The relatively insoluble compounds, such as nickel oxides, are believed to be slowly absorbed from the lung into the bloodstream, thus, resulting in accumulation in the lung over time (see Section 6.3). Dunnick et al. (1989) found that equilibrium levels of nickel in the lungs of rodents were reached by 13 weeks of exposure to soluble NiSO4 (as NiSO4•6H2O) and moderately soluble Ni3S2, but levels continued to increase with exposure to NiO. There is also evidence that some of the nickel retained in lungs may be bound to macromolecules (Benson et al., 1989).

In workers presumably exposed to insoluble nickel compounds, the biological half-time of stored nickel in nasal mucosa has been estimated to be several years (Torjussen and Andersen, 1979). Some researchers believe that it is the accumulated, slowly absorbed fraction of nickel which may be critical in producing the toxic effects of nickel via inhalation. This is discussed in Section 5 of this Guide.

Workers occupationally exposed to nickel have higher lung burdens of nickel than the general population. Dry weight nickel content of the lungs at autopsy was 330±380 µg/g in roasting and smelting workers exposed to less-soluble compounds, 34±48 µg/g in electrolysis workers exposed to soluble nickel compounds, and 0.76±0.39 µg/g in unexposed controls (Andersen and Svenes 1989). In an update of this study, Svenes and Andersen (1998) examined 10 lung samples taken from different regions of the lungs of 15 deceased nickel refinery workers; the mean nickel concentration was 50 µg/g dry weight. Nickel levels in the lungs of cancer victims did not differ from those of other nickel workers (Kollmeier et al., 1987; Raithel et al., 1989). Nickel levels in the nasal mucosa are higher in workers exposed to less soluble nickel compounds relative to soluble nickel compounds (Torjussen and Andersen 1979). These results indicate that, following inhalation exposure, less- soluble nickel compounds remain deposited in the nasal mucosa.

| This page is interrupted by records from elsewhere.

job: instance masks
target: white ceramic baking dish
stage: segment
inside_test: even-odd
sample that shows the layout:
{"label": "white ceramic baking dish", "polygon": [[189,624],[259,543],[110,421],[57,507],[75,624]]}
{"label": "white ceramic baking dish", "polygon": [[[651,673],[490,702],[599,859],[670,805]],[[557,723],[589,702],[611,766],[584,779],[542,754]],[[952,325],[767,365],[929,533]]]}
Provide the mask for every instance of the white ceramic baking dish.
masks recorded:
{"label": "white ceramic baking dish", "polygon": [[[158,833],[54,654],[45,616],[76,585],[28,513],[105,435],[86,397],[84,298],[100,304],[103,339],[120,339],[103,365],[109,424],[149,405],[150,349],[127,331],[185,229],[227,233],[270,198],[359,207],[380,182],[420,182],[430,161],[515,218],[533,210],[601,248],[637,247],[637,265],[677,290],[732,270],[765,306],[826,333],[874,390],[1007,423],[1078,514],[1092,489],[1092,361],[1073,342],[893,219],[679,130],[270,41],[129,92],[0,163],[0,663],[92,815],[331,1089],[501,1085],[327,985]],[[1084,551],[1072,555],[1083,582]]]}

Acute toxicokinetic studies of NiO or NiSO4•6H2O in rodents and monkeys and sub- chronic repeated inhalation studies in rodents have been conducted to determine the effects of nickel compounds on lung clearance (Benson et al., 1995). Clearance of NiO from lungs was slow in all species. Impairment of clearance of subsequently inhaled radiolabled NiO was seen in rodents, particularly at the highest concentrations tested (2.5 mg NiO/m3 in rats and 5.0 mg NiO/m3 in mice). In contrast to the NiOexposed animals, clearance of NiSO4•6H2O was rapid in all species, and no impaired clearance of subsequently inhaled radiolabeled NiSO4•6H2O was observed.

Measurements of deposition, retention, and clearance of nickel compounds are lacking in humans.